Sunday, August 22, 2010

Promising Future Hope for the Balance Challenged

Wow! That would be totally cool to have my balance back again someday.

The opening description that I have bolded, is EXACTLY what I experience living without vestibular function. I must concentrate on every step I take and do not have the ability to read while walking or to even work on something in my hands because I completely need my eyes for orientation. When hiking, if I get distracted and try to look behind, look up, fidget with something on my pack, or try to check out the view while walking, I will stumble, trip, or sometimes even fall over. The same happenn if my mind starts to wander and I am not focused on the trail under my feet.

The challenge to solve with NF2 is whether there is a way to repair the damage tumors incur in the brain to the vestibular nerves or if a device can restimulate the nerves to get them working again. Since, the auditory nerves are completely destroyed by the tumors or severed through surgery, the auditory brainstem implant works by attempting to bypass the nerves all together and stimulate the signals for sound in the brainstem directly.

What luck that a researcher at the UW where I live is working on researching this.

Here is what is on the horizon as published on the Forbes website:

Out Of The Labs

Million-Dollar Ears
Jonathan Fahey, 07.15.09, 12:00 PM EDT
Researchers build implants that help restore patients' sense of balance.



You bounce down the block, late for work, holding a coffee, glancing at the headlines on your paper and dodging the other pedestrians who are walking at a maddeningly measured pace. Somehow, the world doesn't bounce around in your eyes like it was being filmed on a hand-held camera. Lucky you.

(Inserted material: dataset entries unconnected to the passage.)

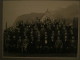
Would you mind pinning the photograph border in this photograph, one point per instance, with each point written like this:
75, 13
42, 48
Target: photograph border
34, 58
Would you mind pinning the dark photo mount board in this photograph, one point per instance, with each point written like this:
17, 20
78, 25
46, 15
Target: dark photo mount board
34, 58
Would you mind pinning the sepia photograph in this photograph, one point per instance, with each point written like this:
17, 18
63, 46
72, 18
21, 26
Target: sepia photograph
40, 28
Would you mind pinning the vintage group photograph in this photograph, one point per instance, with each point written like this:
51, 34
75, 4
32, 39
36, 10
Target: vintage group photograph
40, 28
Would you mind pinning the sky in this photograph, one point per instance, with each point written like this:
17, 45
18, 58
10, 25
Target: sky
13, 9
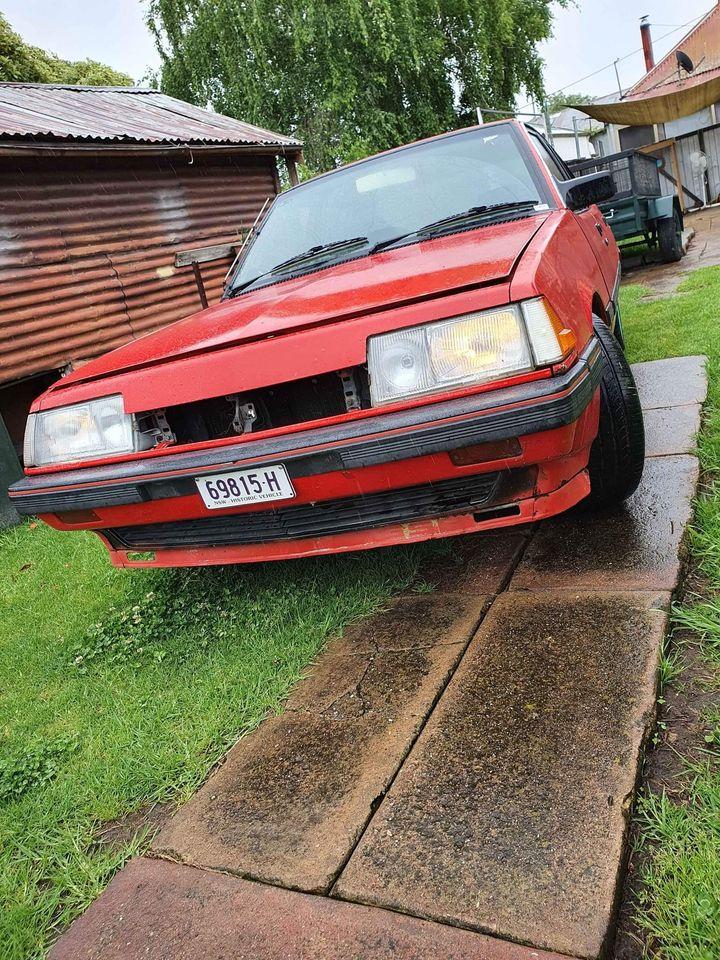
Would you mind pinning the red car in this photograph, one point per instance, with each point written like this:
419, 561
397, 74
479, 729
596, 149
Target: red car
421, 344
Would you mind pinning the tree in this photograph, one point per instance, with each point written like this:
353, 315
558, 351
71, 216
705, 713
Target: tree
22, 63
350, 77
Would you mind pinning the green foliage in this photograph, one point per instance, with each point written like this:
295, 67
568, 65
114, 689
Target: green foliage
33, 766
350, 77
21, 62
556, 101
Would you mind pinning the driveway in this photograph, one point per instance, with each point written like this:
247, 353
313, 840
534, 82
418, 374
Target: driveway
454, 776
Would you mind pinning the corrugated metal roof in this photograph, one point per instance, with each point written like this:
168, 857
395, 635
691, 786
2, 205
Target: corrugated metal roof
122, 115
701, 44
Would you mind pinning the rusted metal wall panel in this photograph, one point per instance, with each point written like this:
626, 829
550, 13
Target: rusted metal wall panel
87, 249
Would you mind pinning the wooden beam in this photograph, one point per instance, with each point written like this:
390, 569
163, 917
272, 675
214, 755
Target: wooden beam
677, 170
219, 251
200, 284
292, 170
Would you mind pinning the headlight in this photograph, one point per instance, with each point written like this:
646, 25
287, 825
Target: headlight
473, 348
82, 431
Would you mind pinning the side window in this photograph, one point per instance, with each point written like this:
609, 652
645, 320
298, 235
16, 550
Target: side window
554, 164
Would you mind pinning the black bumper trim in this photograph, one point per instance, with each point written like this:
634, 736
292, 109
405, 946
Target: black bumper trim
533, 407
349, 514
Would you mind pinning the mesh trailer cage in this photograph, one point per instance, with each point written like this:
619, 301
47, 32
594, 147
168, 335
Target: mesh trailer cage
634, 173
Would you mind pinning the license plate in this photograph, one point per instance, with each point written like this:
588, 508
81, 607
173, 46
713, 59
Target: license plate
245, 486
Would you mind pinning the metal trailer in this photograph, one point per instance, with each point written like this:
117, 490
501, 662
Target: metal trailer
638, 211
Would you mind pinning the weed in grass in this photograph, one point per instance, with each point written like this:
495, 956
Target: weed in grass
26, 767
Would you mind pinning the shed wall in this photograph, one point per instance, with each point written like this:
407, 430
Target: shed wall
87, 248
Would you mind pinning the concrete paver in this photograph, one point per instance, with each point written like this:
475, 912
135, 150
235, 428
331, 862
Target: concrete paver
509, 814
671, 383
290, 801
671, 430
154, 910
634, 547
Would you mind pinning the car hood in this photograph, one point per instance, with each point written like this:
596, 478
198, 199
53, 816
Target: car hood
383, 281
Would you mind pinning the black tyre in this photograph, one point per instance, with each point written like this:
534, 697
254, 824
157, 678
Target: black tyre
670, 238
618, 453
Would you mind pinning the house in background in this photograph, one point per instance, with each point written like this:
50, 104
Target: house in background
121, 210
673, 112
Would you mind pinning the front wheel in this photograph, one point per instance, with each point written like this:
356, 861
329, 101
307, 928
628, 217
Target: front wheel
618, 452
670, 238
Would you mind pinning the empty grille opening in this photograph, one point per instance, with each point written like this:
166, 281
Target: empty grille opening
300, 401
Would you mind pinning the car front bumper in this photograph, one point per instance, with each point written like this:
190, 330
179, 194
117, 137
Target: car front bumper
389, 478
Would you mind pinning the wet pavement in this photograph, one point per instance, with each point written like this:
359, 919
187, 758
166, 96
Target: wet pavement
455, 774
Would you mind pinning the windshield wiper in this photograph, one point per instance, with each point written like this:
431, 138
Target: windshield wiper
438, 226
308, 256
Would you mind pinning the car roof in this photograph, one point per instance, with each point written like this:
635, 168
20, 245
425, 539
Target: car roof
404, 146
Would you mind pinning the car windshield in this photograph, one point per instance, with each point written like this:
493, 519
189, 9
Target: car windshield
347, 213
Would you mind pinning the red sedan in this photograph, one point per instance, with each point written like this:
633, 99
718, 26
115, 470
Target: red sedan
421, 344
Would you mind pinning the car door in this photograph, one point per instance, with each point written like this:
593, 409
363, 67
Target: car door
591, 220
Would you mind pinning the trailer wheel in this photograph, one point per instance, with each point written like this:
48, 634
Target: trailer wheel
670, 238
617, 455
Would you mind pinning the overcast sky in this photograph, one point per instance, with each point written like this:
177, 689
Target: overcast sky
588, 36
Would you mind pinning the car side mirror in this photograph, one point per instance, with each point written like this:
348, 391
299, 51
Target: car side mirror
591, 188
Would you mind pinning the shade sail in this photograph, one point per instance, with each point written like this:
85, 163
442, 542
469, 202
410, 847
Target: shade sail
675, 101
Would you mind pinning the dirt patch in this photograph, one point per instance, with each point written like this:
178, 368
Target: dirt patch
148, 820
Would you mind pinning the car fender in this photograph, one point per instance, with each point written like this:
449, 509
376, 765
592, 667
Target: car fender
560, 265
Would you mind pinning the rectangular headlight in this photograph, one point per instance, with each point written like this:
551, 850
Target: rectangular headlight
81, 431
469, 349
472, 348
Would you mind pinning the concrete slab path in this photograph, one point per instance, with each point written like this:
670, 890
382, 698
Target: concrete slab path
444, 772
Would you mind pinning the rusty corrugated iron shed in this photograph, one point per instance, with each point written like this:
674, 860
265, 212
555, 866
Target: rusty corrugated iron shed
129, 115
100, 188
667, 92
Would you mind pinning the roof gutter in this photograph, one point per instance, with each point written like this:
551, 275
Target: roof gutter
9, 148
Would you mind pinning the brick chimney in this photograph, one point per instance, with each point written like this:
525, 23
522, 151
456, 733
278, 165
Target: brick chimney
647, 44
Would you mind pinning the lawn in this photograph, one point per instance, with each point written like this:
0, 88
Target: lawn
122, 688
679, 908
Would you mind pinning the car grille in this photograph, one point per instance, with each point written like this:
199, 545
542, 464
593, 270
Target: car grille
461, 495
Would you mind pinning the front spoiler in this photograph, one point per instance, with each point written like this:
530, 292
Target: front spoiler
479, 418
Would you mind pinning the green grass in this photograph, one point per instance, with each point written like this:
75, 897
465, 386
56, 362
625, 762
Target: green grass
122, 688
679, 907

Some aren't so fortunate. What keeps you balanced and moves your eyes in concert with your gait is a system of loops in your inner ear called the vestibular system, and it can be damaged or disturbed by antibiotics, trauma, viruses, genetic problems and a rare condition called Ménière's Disease.

Della Santina says it's like being a little disoriented, a little wobbly and a little seasick all the time. Afflicted people can't drive safely and often have to walk with a cane. Della Santina is one of a handful of researchers working to develop an implant that restores vestibular system function. Call it bionic balance.

The coming vestibular implant is just one of several new, improving and emerging prosthetic organs, limbs and other body parts that are using ever more sensors, processors and motors--they are becoming more bionic. The goal, of course, is to make prosthetics more sophisticated, subtle, and ultimately, more closely interfaced with living human beings and therefore more helpful.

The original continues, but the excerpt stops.